Conservationists at work on Minnesota's bison geneticsLUVERNE — Inches from a human observer, bison graze the prairie as their tails whip at flies.
By: Associated Press, Worthington Daily Globe
LUVERNE — Inches from a human observer, bison graze the prairie as their tails whip at flies.
A bull sticks close to a cow, claiming her for the coming breeding season. New moms camouflage their calves while their yearlings nap in the tall, windblown grass.
The prairie looks untouched with its native Minnesota cactuses, bedrock and wallows of dirt. Some of the dusty mud depressions are thousands of years in the making.
This is life on the prairie, home to Minnesota’s only public bison herd.
Nearly 100 bison roam a fenced area at Blue Mounds State Park in Luverne, about four hours from the Twin Cities in the southwest corner of the state.
State conservationists now want to use the herd to help build genetic diversity, creating healthier North American bison, and someday to bring the native giants to more state parks — where experts say they once lived. This could make Minnesota pivotal in conserving an animal that was near extinction, said Craig Beckman, park manager at Blue Mounds.

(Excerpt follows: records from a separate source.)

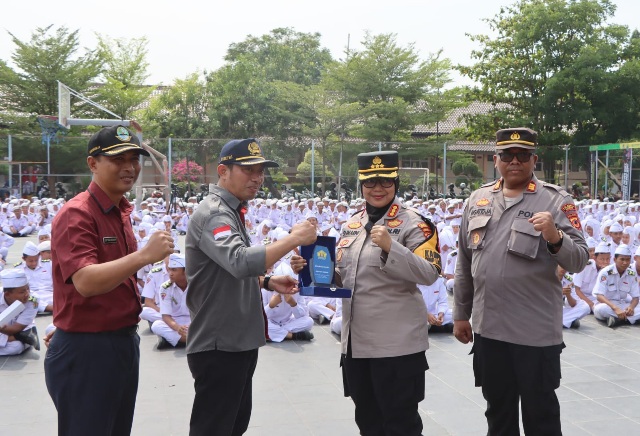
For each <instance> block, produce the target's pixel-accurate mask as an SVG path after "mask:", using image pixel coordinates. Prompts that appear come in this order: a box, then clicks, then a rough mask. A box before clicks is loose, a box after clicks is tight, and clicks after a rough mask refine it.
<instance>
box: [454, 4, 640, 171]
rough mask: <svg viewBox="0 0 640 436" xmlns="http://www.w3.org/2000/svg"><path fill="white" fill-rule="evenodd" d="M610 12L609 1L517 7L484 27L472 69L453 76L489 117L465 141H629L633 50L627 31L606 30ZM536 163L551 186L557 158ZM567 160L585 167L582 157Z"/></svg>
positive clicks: (638, 118)
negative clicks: (474, 83) (509, 128)
mask: <svg viewBox="0 0 640 436" xmlns="http://www.w3.org/2000/svg"><path fill="white" fill-rule="evenodd" d="M615 9H616V8H615V5H614V4H613V3H612V2H611V1H609V0H580V1H577V0H544V1H543V0H520V1H519V2H517V3H515V4H514V5H512V6H505V7H502V8H501V9H500V11H499V12H498V14H497V15H496V16H495V17H494V18H492V19H487V20H486V22H487V23H488V24H489V27H490V29H491V31H492V33H493V34H494V35H495V36H489V35H473V36H471V39H472V40H473V41H474V42H476V43H477V44H479V45H480V49H478V50H475V51H473V52H472V58H473V59H475V60H476V63H475V64H473V65H471V66H459V67H458V68H459V70H460V71H461V73H462V74H464V75H466V76H468V77H470V78H471V79H473V80H474V81H475V82H476V83H478V85H477V87H475V89H474V90H473V91H472V92H471V93H470V97H471V98H473V99H477V100H480V101H485V102H490V103H494V104H496V109H495V110H494V111H493V112H492V113H490V114H487V115H483V116H477V117H475V119H471V120H469V122H468V125H469V132H468V135H469V136H471V137H473V136H475V137H478V136H481V137H484V139H485V140H486V139H489V138H491V137H492V136H493V133H494V132H495V130H497V129H498V128H503V127H506V126H508V125H512V126H513V125H516V124H518V125H524V126H527V127H531V128H533V129H535V130H537V131H538V132H539V134H540V136H539V140H540V143H541V144H543V145H563V144H572V145H585V144H594V143H601V142H603V141H604V142H616V141H617V140H620V139H625V138H629V137H631V136H634V135H636V134H637V133H636V132H637V126H638V123H639V121H640V119H639V117H638V114H639V112H640V110H639V109H640V107H639V102H640V98H639V95H638V92H639V89H640V74H639V73H640V66H639V65H638V55H639V54H640V50H639V48H640V47H639V46H640V44H638V40H637V36H638V35H637V34H636V35H635V36H636V38H634V37H633V35H632V36H631V38H630V37H629V30H628V28H627V27H625V26H620V25H616V24H610V23H608V22H607V20H608V19H609V18H611V17H612V16H613V14H614V12H615ZM489 130H490V132H489ZM489 135H491V136H489ZM541 155H542V161H543V162H544V163H545V172H546V173H547V178H549V179H551V178H552V174H553V171H554V167H555V160H557V159H561V158H563V157H564V154H563V153H562V152H561V151H560V149H559V148H557V147H555V148H551V147H550V148H543V149H542V151H541ZM571 157H572V158H575V159H583V160H584V162H585V164H587V161H588V154H585V153H581V152H578V151H574V152H572V155H571ZM585 166H586V167H587V168H588V165H585Z"/></svg>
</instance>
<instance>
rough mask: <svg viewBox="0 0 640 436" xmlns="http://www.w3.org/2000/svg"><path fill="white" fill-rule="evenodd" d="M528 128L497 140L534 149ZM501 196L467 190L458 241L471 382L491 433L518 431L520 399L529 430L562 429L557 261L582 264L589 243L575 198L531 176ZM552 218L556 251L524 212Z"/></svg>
mask: <svg viewBox="0 0 640 436" xmlns="http://www.w3.org/2000/svg"><path fill="white" fill-rule="evenodd" d="M536 143H537V134H536V132H534V131H533V130H530V129H524V128H516V129H504V130H500V131H498V133H497V142H496V148H497V149H501V148H521V149H525V150H532V151H535V147H536ZM509 200H510V201H509V202H507V201H505V197H504V195H503V180H502V179H500V180H498V181H496V182H493V183H490V184H487V185H484V186H482V187H481V188H480V189H478V190H476V191H474V192H473V193H472V194H471V196H470V197H469V199H468V201H467V204H466V207H465V210H464V214H463V217H462V223H461V225H460V233H459V242H458V260H457V264H456V273H455V286H454V300H455V305H454V309H453V310H454V321H458V320H469V319H471V320H472V326H473V331H474V345H473V349H472V353H473V355H474V357H473V369H474V374H475V381H476V386H482V393H483V395H484V397H485V399H486V400H487V411H486V413H485V415H486V417H487V422H488V427H489V431H488V435H490V436H491V435H503V434H505V435H506V434H519V414H518V404H519V403H520V406H521V408H522V422H523V425H524V430H525V432H526V433H527V434H540V435H542V434H544V435H560V434H562V433H561V429H560V406H559V403H558V399H557V397H556V395H555V389H556V388H558V386H559V385H560V353H561V352H562V348H564V344H563V342H562V306H563V304H562V287H561V285H560V281H559V280H558V279H557V277H556V268H557V266H558V265H561V266H562V267H563V268H565V269H566V270H567V271H569V272H578V271H581V270H582V269H583V268H584V267H585V265H586V264H587V260H588V252H587V244H586V243H585V241H584V238H583V236H582V231H581V230H582V229H581V225H580V220H579V218H578V214H577V210H576V206H575V205H574V203H573V199H572V198H571V196H570V195H569V194H567V193H566V192H565V191H564V190H563V189H562V188H560V187H558V186H555V185H551V184H548V183H544V182H541V181H539V180H538V179H537V178H536V177H535V176H534V175H532V177H531V180H530V182H529V183H528V185H527V187H526V189H525V190H524V192H523V193H522V194H521V196H520V197H518V198H511V199H509ZM543 211H547V212H550V213H551V214H552V216H553V220H554V222H555V224H556V227H557V228H558V229H559V230H560V231H561V232H562V233H563V238H562V242H561V245H560V247H559V249H558V251H557V253H555V254H554V253H552V251H551V247H549V246H548V244H547V242H546V241H545V240H544V239H543V238H542V236H541V232H540V231H538V230H535V229H534V227H533V224H532V223H530V222H529V219H530V218H532V217H533V215H534V214H536V213H538V212H543Z"/></svg>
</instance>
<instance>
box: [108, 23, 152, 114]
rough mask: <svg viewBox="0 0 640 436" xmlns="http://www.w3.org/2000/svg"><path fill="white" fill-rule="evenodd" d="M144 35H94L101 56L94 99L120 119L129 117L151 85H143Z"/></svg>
mask: <svg viewBox="0 0 640 436" xmlns="http://www.w3.org/2000/svg"><path fill="white" fill-rule="evenodd" d="M147 44H148V41H147V39H146V38H144V37H143V38H133V39H130V40H127V39H122V38H120V39H111V38H109V37H106V36H102V35H98V53H99V55H100V57H101V58H102V59H103V60H104V71H103V73H102V76H103V78H104V80H105V83H104V84H103V85H102V86H100V87H98V88H97V90H96V99H97V101H98V102H100V103H102V104H103V105H104V106H105V107H106V108H107V109H109V110H110V111H112V112H114V113H116V114H117V115H118V116H119V117H120V118H121V119H129V118H131V117H132V115H133V112H134V111H135V109H136V108H137V107H139V106H140V105H141V104H142V103H144V102H145V101H147V100H148V99H149V97H150V96H151V94H152V93H153V91H154V89H155V87H153V86H146V84H145V81H146V80H147V79H148V78H149V74H148V73H147V71H148V69H149V62H147V53H148V51H147Z"/></svg>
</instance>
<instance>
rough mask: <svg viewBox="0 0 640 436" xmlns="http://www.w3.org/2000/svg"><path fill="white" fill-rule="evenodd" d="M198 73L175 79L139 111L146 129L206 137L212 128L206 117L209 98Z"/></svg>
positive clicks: (205, 89)
mask: <svg viewBox="0 0 640 436" xmlns="http://www.w3.org/2000/svg"><path fill="white" fill-rule="evenodd" d="M207 97H208V95H207V88H206V85H205V83H204V80H202V79H201V77H200V75H199V74H198V73H193V74H191V75H189V76H187V77H186V78H185V79H176V80H175V81H174V83H173V85H171V86H170V87H168V88H166V89H164V90H163V92H162V93H160V94H159V95H158V96H156V97H154V98H153V99H152V100H151V102H150V104H149V107H148V108H147V109H144V110H142V111H140V116H141V118H142V121H143V124H144V125H143V127H144V128H145V131H146V132H148V133H149V134H150V135H151V136H154V137H161V138H167V137H174V138H207V137H210V135H211V132H212V131H213V130H214V129H215V127H214V122H212V120H210V119H209V118H208V110H209V103H210V102H209V99H208V98H207Z"/></svg>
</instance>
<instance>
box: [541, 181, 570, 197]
mask: <svg viewBox="0 0 640 436" xmlns="http://www.w3.org/2000/svg"><path fill="white" fill-rule="evenodd" d="M540 184H541V185H542V186H544V187H545V188H549V189H553V190H554V191H558V192H559V193H560V194H562V195H564V196H568V195H569V193H568V192H567V191H565V190H564V188H563V187H562V186H558V185H554V184H553V183H547V182H540Z"/></svg>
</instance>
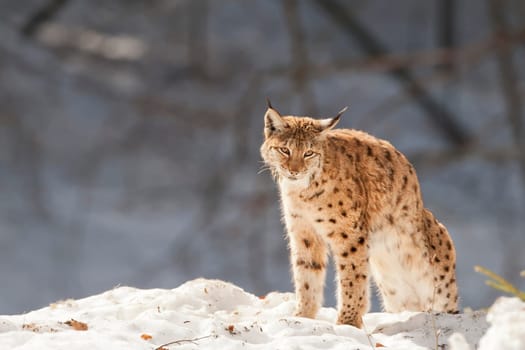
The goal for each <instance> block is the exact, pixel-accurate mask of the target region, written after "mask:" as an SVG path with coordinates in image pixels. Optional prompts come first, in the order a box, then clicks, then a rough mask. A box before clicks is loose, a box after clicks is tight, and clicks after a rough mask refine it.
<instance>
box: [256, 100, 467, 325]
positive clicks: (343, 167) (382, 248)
mask: <svg viewBox="0 0 525 350" xmlns="http://www.w3.org/2000/svg"><path fill="white" fill-rule="evenodd" d="M340 114H341V113H340ZM340 114H338V115H337V116H336V117H335V118H329V119H312V118H308V117H292V116H281V115H280V114H279V112H277V111H276V110H275V109H274V108H272V107H271V106H269V108H268V111H267V112H266V115H265V129H264V133H265V141H264V143H263V145H262V147H261V154H262V157H263V159H264V161H265V163H266V165H267V166H268V167H269V168H270V169H271V170H272V173H273V175H274V177H275V179H276V181H277V183H278V186H279V190H280V195H281V204H282V211H283V218H284V222H285V225H286V230H287V236H288V239H289V242H290V255H291V264H292V270H293V277H294V285H295V291H296V296H297V309H296V314H297V315H298V316H304V317H315V315H316V313H317V311H318V310H319V308H320V307H321V305H322V302H323V287H324V281H325V271H326V264H327V260H328V254H329V253H331V254H332V256H333V260H334V262H335V264H336V273H337V300H338V322H339V323H345V324H351V325H354V326H357V327H360V326H361V324H362V316H363V314H364V313H366V312H367V310H368V308H369V283H370V279H371V277H372V278H373V279H374V281H375V284H376V285H377V287H378V289H379V293H380V295H381V297H382V301H383V306H384V309H385V310H386V311H389V312H399V311H403V310H412V311H431V310H434V311H446V312H456V311H457V299H458V296H457V287H456V279H455V250H454V246H453V243H452V240H451V238H450V236H449V234H448V232H447V230H446V228H445V227H444V226H443V225H442V224H441V223H439V222H438V221H437V220H436V219H435V218H434V216H433V215H432V213H431V212H430V211H429V210H427V209H425V208H424V206H423V202H422V198H421V192H420V188H419V183H418V180H417V176H416V173H415V170H414V168H413V167H412V165H411V164H410V163H409V162H408V160H407V159H406V158H405V157H404V156H403V155H402V154H401V153H400V152H399V151H398V150H396V149H395V148H394V147H393V146H392V145H391V144H390V143H388V142H386V141H383V140H380V139H377V138H375V137H373V136H370V135H368V134H366V133H364V132H360V131H356V130H348V129H333V128H334V126H335V125H336V124H337V122H338V121H339V118H340Z"/></svg>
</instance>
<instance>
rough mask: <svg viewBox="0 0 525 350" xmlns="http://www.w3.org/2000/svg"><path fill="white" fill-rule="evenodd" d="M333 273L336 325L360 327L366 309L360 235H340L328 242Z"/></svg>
mask: <svg viewBox="0 0 525 350" xmlns="http://www.w3.org/2000/svg"><path fill="white" fill-rule="evenodd" d="M330 245H331V248H332V252H333V255H334V261H335V264H336V271H337V284H338V285H337V310H338V319H337V323H339V324H349V325H352V326H355V327H359V328H360V327H361V326H362V317H363V315H364V314H365V313H366V312H367V311H368V309H369V296H368V292H369V276H368V275H369V273H368V251H367V245H366V240H365V237H364V235H363V236H360V235H358V234H356V233H347V232H340V233H338V234H334V235H333V236H332V240H331V242H330Z"/></svg>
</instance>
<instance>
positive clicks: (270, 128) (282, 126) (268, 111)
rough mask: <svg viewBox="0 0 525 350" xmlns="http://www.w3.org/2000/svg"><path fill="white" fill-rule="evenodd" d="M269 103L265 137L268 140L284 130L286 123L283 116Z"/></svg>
mask: <svg viewBox="0 0 525 350" xmlns="http://www.w3.org/2000/svg"><path fill="white" fill-rule="evenodd" d="M267 101H268V110H267V111H266V114H265V115H264V136H265V137H266V138H268V137H270V136H271V135H273V134H274V133H275V132H279V131H282V130H283V129H284V121H283V118H282V117H281V114H279V112H277V110H276V109H274V108H273V107H272V105H271V104H270V101H269V100H267Z"/></svg>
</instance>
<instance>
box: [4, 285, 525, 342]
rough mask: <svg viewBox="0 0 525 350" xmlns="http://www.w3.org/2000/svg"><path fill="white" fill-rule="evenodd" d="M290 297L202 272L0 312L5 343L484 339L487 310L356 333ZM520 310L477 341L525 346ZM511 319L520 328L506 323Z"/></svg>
mask: <svg viewBox="0 0 525 350" xmlns="http://www.w3.org/2000/svg"><path fill="white" fill-rule="evenodd" d="M294 298H295V297H294V295H293V294H291V293H270V294H268V295H266V296H265V297H261V298H260V297H257V296H254V295H252V294H249V293H246V292H245V291H243V290H242V289H241V288H239V287H236V286H234V285H232V284H229V283H226V282H222V281H218V280H205V279H198V280H194V281H190V282H187V283H185V284H183V285H182V286H180V287H178V288H176V289H173V290H165V289H151V290H140V289H135V288H130V287H119V288H115V289H113V290H110V291H107V292H105V293H102V294H99V295H95V296H92V297H88V298H85V299H79V300H65V301H60V302H57V303H55V304H52V305H50V306H49V307H45V308H43V309H40V310H36V311H33V312H30V313H27V314H23V315H14V316H0V349H17V350H27V349H39V350H47V349H49V350H51V349H53V350H56V349H68V350H69V349H80V350H83V349H89V350H96V349H100V350H107V349H112V350H119V349H122V350H124V349H126V350H128V349H137V350H140V349H148V350H153V349H157V348H160V347H161V346H162V347H163V349H164V350H170V349H193V348H199V349H277V348H279V349H298V348H300V349H345V350H351V349H371V348H376V347H377V348H381V347H383V346H384V347H387V348H388V349H399V350H401V349H403V350H407V349H414V350H416V349H417V350H422V349H436V348H439V349H441V348H443V344H449V347H447V348H448V349H453V350H467V349H474V348H476V347H477V346H478V342H479V340H480V338H481V336H482V335H483V334H484V333H485V332H486V330H487V328H488V324H487V323H486V321H485V314H484V313H481V312H474V313H469V314H461V315H448V314H437V315H433V314H428V313H409V312H405V313H400V314H386V313H374V314H368V315H366V316H365V319H364V322H365V329H364V330H360V329H357V328H354V327H351V326H343V325H336V324H335V319H336V310H334V309H333V308H323V309H322V310H321V311H320V312H319V315H318V317H317V319H315V320H311V319H305V318H298V317H293V316H291V315H292V314H293V309H294V303H295V299H294ZM510 303H512V304H510ZM523 310H525V307H524V306H523V303H521V304H519V302H517V301H516V300H513V299H509V300H503V301H498V303H496V305H495V307H494V308H493V309H492V310H491V312H490V314H489V321H490V322H491V323H492V328H491V329H490V330H489V331H488V332H487V334H486V335H485V337H484V338H483V341H482V344H481V348H482V349H484V350H486V349H496V348H497V349H518V348H520V349H523V348H525V347H524V345H525V340H524V337H525V336H524V334H523V332H524V331H523V330H524V329H525V315H524V312H523ZM511 324H516V326H515V327H514V326H512V327H514V328H509V327H510V325H511ZM510 337H512V338H513V339H512V341H511V340H509V339H508V338H510ZM502 338H505V339H502ZM505 341H508V342H505ZM436 344H437V346H436ZM494 344H497V345H498V346H497V347H494V346H495V345H494ZM505 346H507V347H505ZM516 346H518V347H516ZM520 346H521V347H520Z"/></svg>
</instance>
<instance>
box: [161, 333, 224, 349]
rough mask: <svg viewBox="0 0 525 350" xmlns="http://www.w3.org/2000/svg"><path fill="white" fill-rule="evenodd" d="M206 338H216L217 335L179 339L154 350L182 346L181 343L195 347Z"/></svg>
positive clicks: (181, 343) (214, 334)
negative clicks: (191, 344) (193, 337)
mask: <svg viewBox="0 0 525 350" xmlns="http://www.w3.org/2000/svg"><path fill="white" fill-rule="evenodd" d="M208 338H217V335H216V334H210V335H205V336H204V337H199V338H193V339H179V340H175V341H172V342H169V343H166V344H162V345H160V346H158V347H156V348H155V350H163V349H166V346H170V345H180V344H183V343H192V344H195V345H197V342H198V341H199V340H203V339H208Z"/></svg>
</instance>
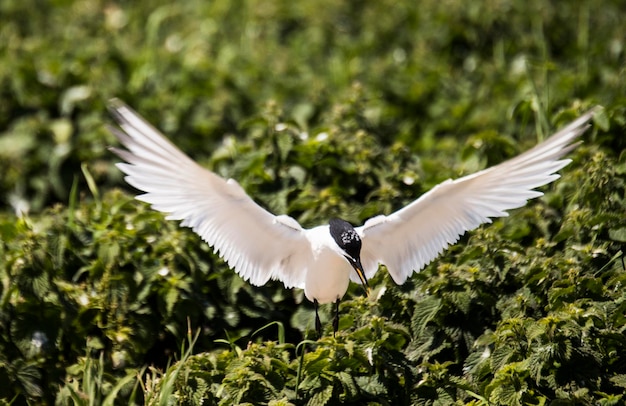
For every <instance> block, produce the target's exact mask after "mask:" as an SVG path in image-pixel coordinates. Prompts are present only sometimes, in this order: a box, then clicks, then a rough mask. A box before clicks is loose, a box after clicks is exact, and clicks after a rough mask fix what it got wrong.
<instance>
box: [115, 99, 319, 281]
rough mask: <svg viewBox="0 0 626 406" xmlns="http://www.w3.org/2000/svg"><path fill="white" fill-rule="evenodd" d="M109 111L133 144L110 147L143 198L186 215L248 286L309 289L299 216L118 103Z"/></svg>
mask: <svg viewBox="0 0 626 406" xmlns="http://www.w3.org/2000/svg"><path fill="white" fill-rule="evenodd" d="M109 109H110V111H111V113H112V114H113V116H114V117H115V119H116V120H117V122H118V123H119V125H120V127H121V129H122V130H123V131H120V130H119V129H118V128H113V127H110V130H111V131H112V132H113V134H114V135H115V136H116V137H117V138H118V139H119V140H120V142H121V143H122V144H123V145H124V146H125V147H126V148H127V150H122V149H118V148H111V150H112V151H113V152H115V153H116V154H117V155H118V156H119V157H120V158H122V159H123V160H124V161H126V163H118V164H117V166H118V168H120V170H122V172H124V173H125V174H126V175H127V176H126V177H125V179H126V181H127V182H128V183H129V184H130V185H132V186H134V187H135V188H137V189H139V190H141V191H143V192H145V194H142V195H139V196H137V199H139V200H142V201H144V202H147V203H150V204H151V205H152V207H153V208H154V209H156V210H159V211H161V212H164V213H167V219H170V220H182V223H181V225H183V226H187V227H191V228H192V229H193V230H194V231H195V232H196V233H198V234H199V235H200V236H201V237H202V238H203V239H204V240H205V241H206V242H207V243H209V245H211V246H212V247H213V248H214V249H215V250H216V251H217V253H218V254H219V255H220V256H221V257H222V258H224V259H225V260H226V262H227V263H228V265H229V266H230V267H231V268H233V269H234V270H235V271H236V272H237V273H238V274H239V275H241V276H242V277H243V278H244V279H245V280H249V281H250V283H252V284H254V285H263V284H265V283H266V282H267V281H268V280H269V279H278V280H281V281H282V282H283V283H284V284H285V286H286V287H303V285H304V277H305V272H306V264H307V263H308V260H309V258H308V257H306V255H307V253H309V252H310V248H309V247H308V241H307V239H306V237H305V236H304V231H305V230H304V229H302V227H301V226H300V224H298V222H297V221H296V220H294V219H293V218H291V217H288V216H274V215H273V214H271V213H269V212H268V211H266V210H265V209H263V208H262V207H260V206H259V205H258V204H256V203H255V202H254V201H253V200H252V199H251V198H250V197H249V196H248V195H247V194H246V193H245V192H244V190H243V189H242V188H241V186H239V184H238V183H237V182H236V181H234V180H232V179H229V180H224V179H222V178H221V177H219V176H217V175H216V174H214V173H213V172H210V171H208V170H206V169H204V168H202V167H200V166H199V165H198V164H197V163H196V162H194V161H193V160H192V159H191V158H189V157H188V156H187V155H185V154H184V153H183V152H181V151H180V150H179V149H178V148H177V147H176V146H174V144H172V143H171V142H170V141H169V140H167V139H166V138H165V137H164V136H163V135H162V134H161V133H159V131H157V130H156V129H155V128H154V127H152V126H151V125H150V124H149V123H147V122H146V121H145V120H143V119H142V118H141V117H140V116H139V115H138V114H137V113H135V112H134V111H133V110H132V109H131V108H130V107H128V106H127V105H125V104H124V103H123V102H121V101H120V100H117V99H113V100H111V102H110V104H109Z"/></svg>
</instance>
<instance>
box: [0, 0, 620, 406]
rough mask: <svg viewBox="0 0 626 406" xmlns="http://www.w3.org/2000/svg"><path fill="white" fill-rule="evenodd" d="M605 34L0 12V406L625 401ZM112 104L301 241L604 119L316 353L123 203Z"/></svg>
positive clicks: (601, 33) (237, 12) (132, 8)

“The overall purpose is to preserve and conserve the bison genetic line of the United States,” Beckman told the St. Paul Pioneer Press. “If we can achieve that in Minnesota, we can also achieve becoming a real player in bison conservation.”
The Minnesota Zoo and the state Department of Natural Resources announced in July that they would partner to breed bison from federal herds with the state’s herd.
The first bison could come this fall from Oklahoma and South Dakota.
The goal is to create a “metapopulation” — in which a group of animals is divided into smaller groups, depending on their genetics, and allowed to breed in hopes of a more diversified species.
In Minnesota, the state’s herd would eventually grow to about 500 bison but would be managed as smaller groups at various state parks and the zoo, said Ed Quinn, natural resource program consultant for the DNR.
Why are bison genetics so important?
When the population crashed in the late 1880s, mostly because of hunting and disease, fewer than 200 bison remained in the country, said Jim Derr, professor of genetics at Texas A&M University’s College of Veterinary Medicine. He specializes in bison genetics.
A handful of ranchers saved the few remaining animals, Derr said. At the time, the ranchers experimented with breeding cattle with the bison — which helped save the population but also permanently transformed bison genetics.
Today, nearly all of the country’s bison are descendants of those animals, and most bison still carry a fraction — less than 1 percent — of cattle genes.
One of the goals of the new project is to rid the Blue Mounds herd of its foreign cattle lineage.
We want to “preserve the pure genetic line of the bison,” Beckman said.
The Blue Mounds herd started in 1961 with two bulls and a cow on 50 acres of pasture.
The species is called “bison bison,” not to be confused with the buffalo species, such as water buffalo native to parts of Asia.
Today, there’s room for about 100 animals on 533 acres. To keep the herd a good size, the park invites the public to buy bison at a yearly fall auction. About 35 animals are sold each year.
New bulls have regularly been brought in to inseminate the cows and spread their genes. A cow breeds with a single bull each year.
They breed in the fall; gestation lasts nine months and ends in the spring.
The state had records showing what parks the Blue Mounds bison came from but had never tested their genetics before last year, when Minnesota Zoo staff helped park staff round up the animals to collect blood and hair samples.
The samples were sent to Derr and his team at Texas A&M.
The testing costs $67 per animal, Quinn said. State lottery funds helped pay for the first round of testing, he said, but future testing will likely come from the state parks’ working capital fund, which helps pay for natural resource management.